Pluto in Aquarius isn’t all revolutions and mandatory diversity training, however. I am hopeful that we will see some positive things come of this. This transit gives the West a chance to really evaluate our living situations. I am expecting multi-generational living arrangements to become much more normalized here again.
This will be done out of necessity at first, as younger generations simply can’t afford to live on their own. Indeed, this has already been happening at ever-increasing rates. The key will be for families to find ways to live multi-generationally in a contemporary way, where everyone in the household has their place (and privacy!), while still enjoying the advantages of a shared roof. I’ve been half-seriously joking with my own family about building a family homestead; I know we aren’t alone in that desire.
I also expect that we will see more homeschooling and alternative education arrangements, given all the rampant flaws and dangers that Pluto exposed in the traditional school system while traversing Capricorn. Aside from the issue of what subjects are being taught in school and how, the high rate of school shootings in the US make it very risky to send your kids to school.
As for the healthcare system, I admit to feeling very cynical about if and when that mess will ever get sorted out. The main takeaway, and something the Covid pandemic revealed very starkly, is that you – and you alone – are responsible for your health. It is up to you to take ownership of your health and try to live as healthy as you can. This is no easy feat, especially in a world that wants to pathologize and diagnose every little symptom, place the blame on anyone and anything else for the cause of it, and then sell you some meds to ameliorate the initial symptoms while causing a raft of new ones.

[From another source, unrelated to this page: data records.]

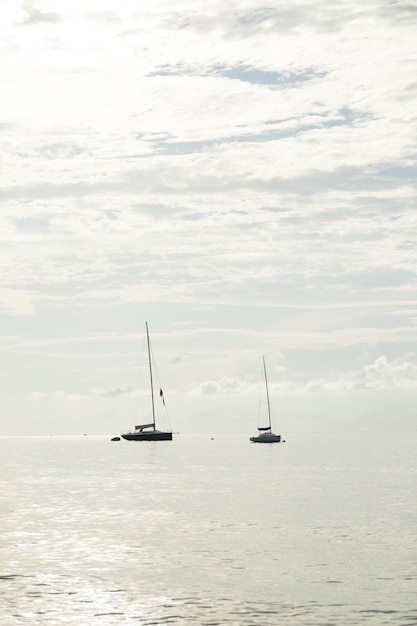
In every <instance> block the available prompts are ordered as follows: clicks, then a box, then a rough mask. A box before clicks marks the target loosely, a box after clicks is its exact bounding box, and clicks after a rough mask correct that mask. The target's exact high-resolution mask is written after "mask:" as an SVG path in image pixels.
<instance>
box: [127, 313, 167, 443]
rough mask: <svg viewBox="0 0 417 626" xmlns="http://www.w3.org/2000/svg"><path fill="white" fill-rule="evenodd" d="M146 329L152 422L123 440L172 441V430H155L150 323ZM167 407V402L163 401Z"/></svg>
mask: <svg viewBox="0 0 417 626" xmlns="http://www.w3.org/2000/svg"><path fill="white" fill-rule="evenodd" d="M145 327H146V342H147V347H148V363H149V378H150V388H151V399H152V422H149V423H147V424H140V425H139V426H135V429H134V430H133V431H131V432H129V433H123V434H122V438H123V439H126V441H172V432H171V431H170V430H168V431H163V430H157V429H156V428H155V397H154V385H153V373H152V358H151V344H150V341H149V329H148V323H147V322H146V324H145ZM160 396H161V397H162V398H163V392H162V389H161V390H160ZM163 404H164V405H165V400H164V399H163Z"/></svg>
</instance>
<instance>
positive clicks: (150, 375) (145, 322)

Technology will also be a prominent part of Pluto’s transit through Aquarius, particularly our relationship to technology and how technology changes the relationship between humans. The recent discussions and debates around various AI programs, like ChatGPT, is just one example of this. The technology angle of Aquarius can go in both ways: it can help people come together (like what social media is supposed to do) but it can also drive people apart and make us feel even more isolated and alone (like what social media tends to do).
I don’t think we are going to end up in a tech dystopia per se; there will absolustely be some dystopic elements of the technology that becomes normalized over the next couple of decades, but I am optimistic that real, in-person, human connection and creation will ultimately win out.

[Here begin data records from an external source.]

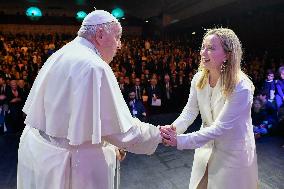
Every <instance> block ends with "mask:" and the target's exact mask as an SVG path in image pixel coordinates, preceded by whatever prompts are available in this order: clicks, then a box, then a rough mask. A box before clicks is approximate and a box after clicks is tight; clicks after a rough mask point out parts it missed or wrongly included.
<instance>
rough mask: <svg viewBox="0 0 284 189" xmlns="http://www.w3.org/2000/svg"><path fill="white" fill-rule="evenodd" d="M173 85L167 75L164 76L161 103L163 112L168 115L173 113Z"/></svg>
mask: <svg viewBox="0 0 284 189" xmlns="http://www.w3.org/2000/svg"><path fill="white" fill-rule="evenodd" d="M174 99H177V98H176V97H175V96H174V91H173V85H172V83H171V78H170V76H169V74H165V76H164V82H163V84H162V102H163V106H162V109H163V112H164V113H169V112H173V111H175V110H176V109H175V100H174Z"/></svg>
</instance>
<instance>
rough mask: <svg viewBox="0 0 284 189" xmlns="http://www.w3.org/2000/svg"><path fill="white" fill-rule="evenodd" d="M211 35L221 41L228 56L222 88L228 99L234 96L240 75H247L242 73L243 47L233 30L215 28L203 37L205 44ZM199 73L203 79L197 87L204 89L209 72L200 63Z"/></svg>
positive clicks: (225, 67)
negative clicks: (241, 60)
mask: <svg viewBox="0 0 284 189" xmlns="http://www.w3.org/2000/svg"><path fill="white" fill-rule="evenodd" d="M209 35H216V36H218V38H219V39H220V41H221V45H222V47H223V49H224V51H225V53H226V54H227V61H226V62H224V63H223V65H222V67H223V69H222V71H221V88H222V92H223V94H224V96H225V97H228V96H230V95H231V94H232V92H233V90H234V89H235V87H236V85H237V83H238V82H239V79H240V75H245V74H244V73H243V72H242V71H241V60H242V55H243V51H242V45H241V42H240V40H239V38H238V37H237V35H236V34H235V33H234V32H233V30H231V29H228V28H214V29H209V30H207V32H206V33H205V35H204V37H203V42H204V39H205V38H206V37H207V36H209ZM199 71H201V78H200V80H199V81H198V82H197V87H198V88H199V89H202V88H203V87H204V86H205V85H206V83H207V82H208V76H209V70H208V69H206V68H205V67H204V65H203V64H202V63H200V65H199Z"/></svg>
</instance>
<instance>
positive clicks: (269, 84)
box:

The Age of Air is well upon us. Pluto’s ingress into Aquarius triggers the Jupiter-Saturn conjunction that was at 0 Aquarius on December 21, 2020. That conjunction marked the formal start to the new 200-year Jupiter-Saturn synodic cycle. For the next two centuries, all of the Jupiter-Saturn conjunctions will be in air signs. The old, earthy ways of doing things are fast fading away, and we must find new airy ways of moving forward.
Now is the time to look at all the social structures in your life and coldly evaluate which ones serve you and which don’t. Of those that don’t, how could they be shaped to serve you better? Of those that do serve, what do you need to do to keep them intact?
Consider how you fit in with all the different social circles you inhabit. How do you contribute to their flourishing and how do they contribute to yours?
The onus is on every person to embrace difference and celebrate divergence on both an individual and social level. It is only through this radical embracing of difference that we’ll make it through this transit with the ability to build a society in which all can flourish. At this moment, one of the most radical things you can do is work towards accepting and even delighting in those who think, behave and live differently than you do – especially if you disagree with those thoughts, behaviours and living situations.